Julie’s brows went up, but Luz confirmed it with a nod.
“I don’t understand it either,” she said. “I always agreed with you about James . . . brave and clever, and a highly polished piece of Knickerbocker old-money cad pur sang. But people can surprise you.”
“Well, I never saw him do anything ungentlemanly, darling,” Ciara said. “Except deceive and kill people, of course, but that was in the line of duty—they were all Germans.”
They all shared a chuckle, and Henrietta’s eyes showed a flicker of grim satisfaction. She raised her own glass:
“Confusion to the Kaiser!”
They all echoed it and drank the last drops, and Julie refilled the glasses.
“To el jefe and absent friends!” she said.
That was the usual concluding toast; absent friends were the Black Chamber’s dead, of course.
“El jefe!” they all chorused, and drank. “And absent friends!”
“And three times three, to the Boss!” Luz thought she heard Henrietta Colmer say under her breath as she drained her glass.
Which wasn’t surprising, considering what had happened down south since Luz and Ciara came back with the news that the reborn Klan was conspiring with the Kaiser’s men.
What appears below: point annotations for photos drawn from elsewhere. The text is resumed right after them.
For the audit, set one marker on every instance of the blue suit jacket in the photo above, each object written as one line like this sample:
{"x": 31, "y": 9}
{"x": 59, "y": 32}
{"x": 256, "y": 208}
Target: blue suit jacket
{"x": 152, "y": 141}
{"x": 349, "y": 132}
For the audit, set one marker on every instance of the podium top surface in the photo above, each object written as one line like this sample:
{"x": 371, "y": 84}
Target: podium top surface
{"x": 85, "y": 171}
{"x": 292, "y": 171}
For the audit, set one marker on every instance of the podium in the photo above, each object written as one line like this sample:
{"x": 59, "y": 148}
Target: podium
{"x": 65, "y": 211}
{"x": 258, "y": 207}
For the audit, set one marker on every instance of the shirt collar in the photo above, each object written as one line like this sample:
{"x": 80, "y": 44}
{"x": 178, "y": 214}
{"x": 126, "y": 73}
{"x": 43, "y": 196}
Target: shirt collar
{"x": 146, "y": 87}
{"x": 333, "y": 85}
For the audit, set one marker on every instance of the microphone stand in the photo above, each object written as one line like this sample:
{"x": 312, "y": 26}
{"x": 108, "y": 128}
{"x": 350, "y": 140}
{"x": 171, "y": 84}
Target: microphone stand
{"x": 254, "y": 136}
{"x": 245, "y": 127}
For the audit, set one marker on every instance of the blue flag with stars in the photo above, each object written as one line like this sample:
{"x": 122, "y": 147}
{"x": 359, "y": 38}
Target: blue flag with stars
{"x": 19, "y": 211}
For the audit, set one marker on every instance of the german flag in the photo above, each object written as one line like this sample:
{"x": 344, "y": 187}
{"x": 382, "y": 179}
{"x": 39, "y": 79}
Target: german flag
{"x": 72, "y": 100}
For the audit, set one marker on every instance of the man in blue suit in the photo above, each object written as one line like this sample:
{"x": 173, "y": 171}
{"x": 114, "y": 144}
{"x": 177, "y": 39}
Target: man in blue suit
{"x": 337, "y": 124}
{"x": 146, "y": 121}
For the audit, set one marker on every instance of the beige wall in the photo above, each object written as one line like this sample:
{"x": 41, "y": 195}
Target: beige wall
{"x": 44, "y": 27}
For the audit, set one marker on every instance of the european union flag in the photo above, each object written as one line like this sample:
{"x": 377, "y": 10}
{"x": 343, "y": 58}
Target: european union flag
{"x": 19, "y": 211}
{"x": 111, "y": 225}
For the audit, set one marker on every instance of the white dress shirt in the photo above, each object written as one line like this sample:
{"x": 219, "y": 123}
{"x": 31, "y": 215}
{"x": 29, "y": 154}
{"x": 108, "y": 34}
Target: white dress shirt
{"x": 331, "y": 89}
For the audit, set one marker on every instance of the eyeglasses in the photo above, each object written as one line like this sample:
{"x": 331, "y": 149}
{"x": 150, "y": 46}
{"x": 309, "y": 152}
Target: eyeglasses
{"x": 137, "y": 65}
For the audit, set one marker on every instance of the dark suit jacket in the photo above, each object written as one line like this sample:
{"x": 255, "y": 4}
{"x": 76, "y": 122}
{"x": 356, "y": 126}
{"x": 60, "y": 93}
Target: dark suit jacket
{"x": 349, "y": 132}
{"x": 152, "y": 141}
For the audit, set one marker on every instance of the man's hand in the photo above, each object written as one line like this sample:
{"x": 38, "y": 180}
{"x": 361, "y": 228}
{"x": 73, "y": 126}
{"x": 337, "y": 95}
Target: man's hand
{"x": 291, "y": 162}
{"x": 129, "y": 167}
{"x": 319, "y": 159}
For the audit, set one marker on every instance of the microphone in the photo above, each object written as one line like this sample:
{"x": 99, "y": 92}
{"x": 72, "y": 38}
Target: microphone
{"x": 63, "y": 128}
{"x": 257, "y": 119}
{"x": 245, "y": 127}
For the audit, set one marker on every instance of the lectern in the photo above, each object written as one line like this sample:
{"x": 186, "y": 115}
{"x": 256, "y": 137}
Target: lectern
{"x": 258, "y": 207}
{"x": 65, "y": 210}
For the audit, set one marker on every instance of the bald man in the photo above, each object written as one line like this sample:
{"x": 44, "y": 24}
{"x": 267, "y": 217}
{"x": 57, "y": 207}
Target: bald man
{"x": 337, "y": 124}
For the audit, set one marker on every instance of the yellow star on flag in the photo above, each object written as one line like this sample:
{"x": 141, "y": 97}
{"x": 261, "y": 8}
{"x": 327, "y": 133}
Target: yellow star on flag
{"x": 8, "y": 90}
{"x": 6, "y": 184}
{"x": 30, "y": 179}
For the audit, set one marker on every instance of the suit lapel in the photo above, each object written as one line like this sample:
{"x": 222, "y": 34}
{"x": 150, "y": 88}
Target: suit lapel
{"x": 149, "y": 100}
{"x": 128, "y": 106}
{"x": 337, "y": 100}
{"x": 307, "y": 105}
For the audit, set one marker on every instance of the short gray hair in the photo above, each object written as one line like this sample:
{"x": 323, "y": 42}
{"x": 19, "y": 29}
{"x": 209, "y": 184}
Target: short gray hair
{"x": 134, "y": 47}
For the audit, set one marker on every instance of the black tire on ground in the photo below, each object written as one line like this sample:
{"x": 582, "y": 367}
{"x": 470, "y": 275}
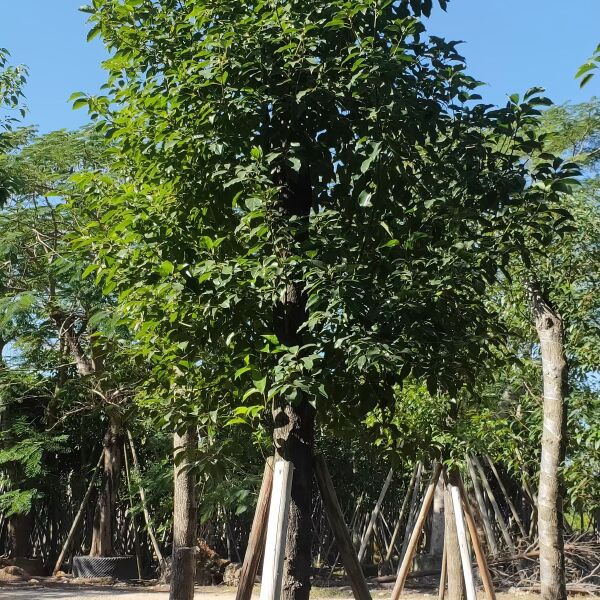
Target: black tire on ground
{"x": 118, "y": 567}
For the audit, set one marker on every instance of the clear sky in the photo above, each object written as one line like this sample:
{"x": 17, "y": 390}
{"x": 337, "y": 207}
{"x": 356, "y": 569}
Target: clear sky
{"x": 511, "y": 44}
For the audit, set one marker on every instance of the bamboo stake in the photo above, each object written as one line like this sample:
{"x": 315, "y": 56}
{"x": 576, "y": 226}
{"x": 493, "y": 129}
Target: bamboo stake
{"x": 462, "y": 541}
{"x": 484, "y": 570}
{"x": 390, "y": 549}
{"x": 442, "y": 590}
{"x": 511, "y": 505}
{"x": 489, "y": 531}
{"x": 412, "y": 514}
{"x": 78, "y": 516}
{"x": 340, "y": 531}
{"x": 416, "y": 534}
{"x": 258, "y": 534}
{"x": 499, "y": 516}
{"x": 150, "y": 527}
{"x": 366, "y": 538}
{"x": 136, "y": 539}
That panicked response to the collapse of the power of the Democratic Party, and hence of Dixie, in Washington and the growing strength of the federal government under the New Nationalism had spectacularly backfired. Not least by activating Uncle Teddy’s old-fashioned Lincoln-loyalist, Union-forever side, and while Party activists weren’t usually much concerned with the plight of the Negro—even those who didn’t actively dislike them mostly wished deeply that they just weren’t there—they were also very happy to use them as a handy political stick to beat the Bourbon Democrat opponents of the Progressive project.
They were calling it the Second Reconstruction now.
They all parted, and Luz and Ciara took the tunnel back to their apartment; they’d walked in from the street the first night here, to fit with their covers, but this time the whole visit was in secret.